Azure Data Factory Video
1 page views
426 video views
2025, February 19, Wednesday

#142 How to map dynamic columns in Azure Data Factory

How to dynamically map columns in Azure Data Factory to adjust the match between source and target columns

Azure Data Factory (ADF) is a cloud data orchestration service that allows you to create, schedule, and manage data pipelines. Let's cover each of the mentioned topics:

1. Store files in Azure Data Lake:

Walkthrough:
1. Access Azure Data Lake Storage Gen2 in the Azure portal.
2. Create or select a container to store the files.
3. Upload the files to the container.

https://dadosabertos.mec.gov.br/pnp?start=0

Example: You can upload CSV, JSON, Parquet, and other files to Azure Data Lake Storage Gen2.

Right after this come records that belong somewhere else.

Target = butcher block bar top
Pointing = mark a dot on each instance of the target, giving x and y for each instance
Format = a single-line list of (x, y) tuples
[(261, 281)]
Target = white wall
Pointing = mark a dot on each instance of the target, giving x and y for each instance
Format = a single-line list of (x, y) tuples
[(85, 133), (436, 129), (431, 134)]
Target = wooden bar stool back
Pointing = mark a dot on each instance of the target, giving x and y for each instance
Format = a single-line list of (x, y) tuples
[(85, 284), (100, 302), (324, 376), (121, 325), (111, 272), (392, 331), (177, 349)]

2. Set Data Type Variable Array:

Step-by-step:
1. In the Azure Data Factory pipeline editor, click "Variables" in the side menu.
2. Create a new variable and set the type to "Array".
3. Enter the desired values for the array.

Example:

{
    "name": "ArrayOfValues",
    "type": "Array",
    "value": [
        "Value1",
        "Value2",
        "Value3"
    ]
}

3. Set parameters in dataset:

Step-by-step:
1. In the dataset editor, click "Parameters".
2. Add the necessary parameters such as file name, path, etc.

Example:

{
    "name": "fileName",
    "type": "String"
}

4. Extract data from Azure Data Lake:

Walkthrough:
1. In the pipeline editor, add a copy activity.
2. Configure the source as Azure Data Lake and the destination as desired.

Example:

"source": {
    "type": "AzureDataLakeStoreSource",
    "storeSettings": {
        "type": "AzureDataLakeStoreReadSettings",
        "recursive": true
    }
}

5. Use JSON file lookup activity:

Step-by-step:
1. Add a data read activity to your pipeline in Azure Data Factory.
2. Configure the source as Azure Data Lake Storage or Blob Storage where the JSON file is located.
3. Specify the file format as JSON and provide the path to the JSON file.
4. Configure the activity properties according to your needs, such as data filtering, column projection, etc.

Example:

"activities": [
    {
        "name": "ReadJSONActivity",
        "type": "Copy",
        "inputs": [
            {
                "referenceName": "AzureDataLakeStorageLinkedService",
                "type": "DatasetReference",
                "parameters": {
                    "fileName": "example.json"
                }
            }
        ],
        "outputs": [
            {
                "referenceName": "OutputDataset",
                "type": "DatasetReference"
            }
        ],
        "typeProperties": {
            "source": {
                "type": "JsonSource"
            },
            "sink": {
                "type": "AzureBlobSink"
            },
            "enableStaging": false
        }
    }
]

6. Store data in Azure SQL Database:

Walkthrough:
1. Add a copy activity to the pipeline.
2. Configure the source as desired and the target as Azure SQL Database.

Example:

"sink": {
    "type": "SqlServerSink",
    "writeBatchSize": 10000,
    "writeBatchTimeout": "00:05:00"
}

7. Map columns using dynamic content:

Step-by-step:
1. During copy activity setup, map columns using dynamic expressions.

Example:

{"type": "TabularTranslator",
"mappings": [
  {"source": {"name": "Year"},"sink": {"name": "Year"}},
  {"source": {"name": "OU"},"sink": {"name": "OU"}},
  {"source": {"name": "Action"},"sink": {"name": "Government Action"}},
  {"source": {"name": "GND"},"sink": {"name": "GND"}},
  {"source": {"name": "Settled Expenses"},"sink": {"name": "Total Settlements"}}
]}

These steps and examples illustrate how to perform various operations with Azure Data Factory, from storing and extracting data to mapping columns and using specific activities.